An important subcategory comprises the graphic designs in Masonic documents, diplomas, summons,and the symbols utilized in Masonic writing, such as the three dots in a triangle or tripunctial mark ∴


The three dots ∴ that are often found with abbreviated names like A∴ A∴ and G∴ D were originally intended to represent "Masonic Honor Points". In Masonry, a freemason who has received the first three craft degrees of initiation may put these three dots after his name. Organizations made up of Craft initiated Masons traditionally place these same three dots after the letters of abbreviation of their organization names, e.g. Golden Dawn: G∴ D∴ instead of G.D. The practice is not strictly observed anymore in mystical organizations, but is still used in the original way by regular Masons. Now days, the three dots are often used indiscriminately to represent "mystical", "once connected to masonry", "the Christian divine trinity" and almost anything else. Some organizations, like O.T.O., do not use the three dot triangle in abbreviations of their names even though they are derived from Masonry. The practice is often not followed when an abbreviation consists of exactly three letters, since three dots or periods are already in place.

What are those three dots arranged in a triangular pattern?

The three dots (or three points) were formerly fashionable in Masonic writing instead of the usual periods after initials. The practice was apparently started in France by the non-recognized Grand Orient of France in 1774 and Masons were sometimes called 'Three Point Brothers'. The usage became popular in the US and is seen today in some Scottish Rite documents. Any significance they had two hundred years ago is now long lost.

 Masonic Info…  Thanks Brother Ed King. 

Also known in mathematics as there4.


----------



## dbindel

I really don't like seeing the corruption of the tripunctial mark into TWO dots as a colon (e.g., R:W: DDGM). That seems to smack of ignorance and/or laziness.

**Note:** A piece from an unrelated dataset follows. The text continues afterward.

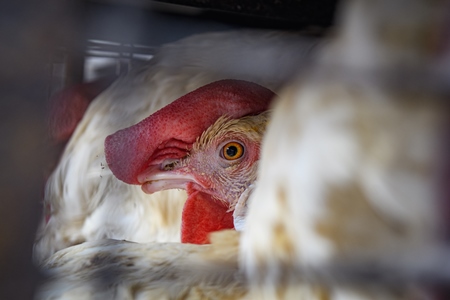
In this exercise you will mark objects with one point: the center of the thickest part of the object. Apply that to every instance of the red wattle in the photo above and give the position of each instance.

Also, I wish we in GLoT followed the example of our brethren elsewhere around the world who use honorifics such as "[Very | Right | Most] Worshipful," but always include "Brother" when addressing any fellow Mason. A couple examples:

Most Worshipful Brother T.E. Gene Carnes, Grand Master
Right Worshipful Brother Elmer Murphy, Past Grand Master

I do my best to consistently address each of my brethren as Brother, whatever his title may be


----------



## S.Courtemanche

Brother travling man, may I ask how you created the triangle (upper) dot with your keyboard? Thanks


----------



## Txmason

Are the three dots used today by masons? Is it allowed by Grand Lodge? Thank you for the very interesting post on that. What do the three dots represent? The three lesser lights in masonry?

Best,
Jerry


----------



## Beathard

Not sure how you do it here.  In Word you type 2234  place your cursor after the number 4, press the Alt key and the x keys simultaneously.   You can then copy and paste it... 

Gerry∴


----------



## flttrainer

Beathard said:
			
		

> Not sure how you do it here.  In Word you type 2234  place your cursor after the number 4, press the Alt key and the x keys simultaneously.   You can then copy and paste it...
> 
> Gerry&there4;



I am in awe that you would know such a shortcut. I couldn't name a single one lol.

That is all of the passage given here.